Nope. Nebuchadnezzar, king of Babylon, defeats Neco at the Battle of Carchemish (predicted in Jer. 46:1-12) who now becomes Judah’s king. Jehoiakim, like his dad, wants to be his own king and rebels against Nebuchadnezzar. This resulted in his being hauled off to Babylon by King Nebuchadnezzar, who also guts the temple and installs Jehoiachin as “king.”
“King” Jehoiachin eventually wants to be his own king so he also makes the decision to rebel against King Nebuchadnezzar with the same results: he takes more stuff from the Temple and installs Zedekiah as “king.” What does Zedekiah do? He repeats this losing cycle of trying to be his own king. This led to Nebuchadnezzar getting rid of all “kings” in Judah by destroying Jerusalem and the Temple.
God, Israel’s true King, sent message after message to the Israelites – make me King and all this losing ends. They refused to listen.
Someone or something will be king of your life. The question is, who or what will that be – God, yourself, or your drug of choice? You can stop the losing cycle and experience victory by stop trying to be your own king! Choose to listen to and follow Jesus, not yourself or your drug, to victory through Spirit empowered faith choices.

Fill ‘er Up!

To be full of Jesus means to know emptiness without Him.
We sing a song in our Sunday service that says “I want more of you, Jesus.” Well, we must first experience emptiness or we wouldn’t even know to make such a request.
And what does it take to experience emptiness? The Spirit to show us that we have bricks taking up valuable space in our lives. I grew up in the days before the latest water saving toilet technologies. We’d put bricks in the water tank in order to conserve water. This way the tank would be “full”, even though it wasn’t, in order to shut off the water.
We are just like that toilet bowl tank. We have bricks taking up space where water should be. As finite beings we can only hold so much water; and yet, our drugs of choice/our ways of living take up space making us feel full, when we’re not.

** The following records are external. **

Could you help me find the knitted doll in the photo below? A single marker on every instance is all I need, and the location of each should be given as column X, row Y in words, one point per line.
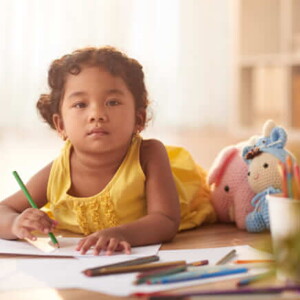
column 263, row 173
column 231, row 193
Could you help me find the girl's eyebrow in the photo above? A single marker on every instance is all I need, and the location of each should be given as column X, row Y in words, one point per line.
column 77, row 94
column 108, row 92
column 115, row 92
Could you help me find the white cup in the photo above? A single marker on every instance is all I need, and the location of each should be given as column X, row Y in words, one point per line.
column 285, row 231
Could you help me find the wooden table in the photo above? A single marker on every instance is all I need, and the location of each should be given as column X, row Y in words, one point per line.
column 217, row 235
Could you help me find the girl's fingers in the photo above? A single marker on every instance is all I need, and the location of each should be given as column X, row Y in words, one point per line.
column 100, row 245
column 87, row 244
column 126, row 247
column 112, row 246
column 25, row 233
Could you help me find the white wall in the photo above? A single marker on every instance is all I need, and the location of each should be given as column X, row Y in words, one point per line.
column 184, row 46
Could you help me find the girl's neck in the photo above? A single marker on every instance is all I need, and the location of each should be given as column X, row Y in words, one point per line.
column 109, row 161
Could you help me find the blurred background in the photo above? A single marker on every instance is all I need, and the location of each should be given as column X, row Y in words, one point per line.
column 215, row 69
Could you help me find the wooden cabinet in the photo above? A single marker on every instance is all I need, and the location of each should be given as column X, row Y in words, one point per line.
column 266, row 64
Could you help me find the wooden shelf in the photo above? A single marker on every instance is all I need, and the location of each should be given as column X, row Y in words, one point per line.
column 266, row 64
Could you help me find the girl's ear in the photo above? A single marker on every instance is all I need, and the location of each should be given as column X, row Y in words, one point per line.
column 59, row 126
column 140, row 120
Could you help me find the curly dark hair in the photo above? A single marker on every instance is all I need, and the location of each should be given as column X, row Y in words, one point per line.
column 109, row 58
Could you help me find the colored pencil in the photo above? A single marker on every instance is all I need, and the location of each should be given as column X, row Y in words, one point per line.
column 297, row 180
column 186, row 276
column 33, row 204
column 255, row 278
column 198, row 263
column 158, row 273
column 227, row 257
column 284, row 186
column 135, row 268
column 251, row 261
column 289, row 167
column 215, row 292
column 131, row 262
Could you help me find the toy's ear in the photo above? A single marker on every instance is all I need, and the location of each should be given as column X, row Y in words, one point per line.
column 220, row 164
column 278, row 136
column 245, row 151
column 268, row 127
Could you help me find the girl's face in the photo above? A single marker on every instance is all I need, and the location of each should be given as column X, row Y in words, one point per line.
column 97, row 112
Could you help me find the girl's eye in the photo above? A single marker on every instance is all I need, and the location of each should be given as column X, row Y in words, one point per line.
column 112, row 102
column 226, row 188
column 79, row 105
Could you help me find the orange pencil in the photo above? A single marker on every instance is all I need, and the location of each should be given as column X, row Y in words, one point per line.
column 252, row 261
column 283, row 179
column 297, row 180
column 289, row 167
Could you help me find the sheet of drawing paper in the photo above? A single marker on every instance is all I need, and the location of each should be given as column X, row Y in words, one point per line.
column 67, row 273
column 67, row 248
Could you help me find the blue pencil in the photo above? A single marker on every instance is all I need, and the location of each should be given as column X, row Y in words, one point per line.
column 196, row 275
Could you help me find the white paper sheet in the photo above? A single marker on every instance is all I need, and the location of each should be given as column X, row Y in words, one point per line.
column 67, row 273
column 67, row 248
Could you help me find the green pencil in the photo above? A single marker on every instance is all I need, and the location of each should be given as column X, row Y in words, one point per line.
column 32, row 203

If you want more of Jesus, the living water, it will mean giving the Spirit permission to remove those bricks – your pet sins – so you can experience emptiness in order to start asking for more of Jesus, the only source of true living.
Remember, Jesus didn’t come to add Himself or new behaviors to us. In the tank illustration, it would lead to wasting water as it overflowed the bowl spilling onto the floor. No, Jesus came to replace us, those bricks, with Himself.
More of Jesus and less of you is a sign of a healthy Jesus disciple, one who loves and becomes like Jesus.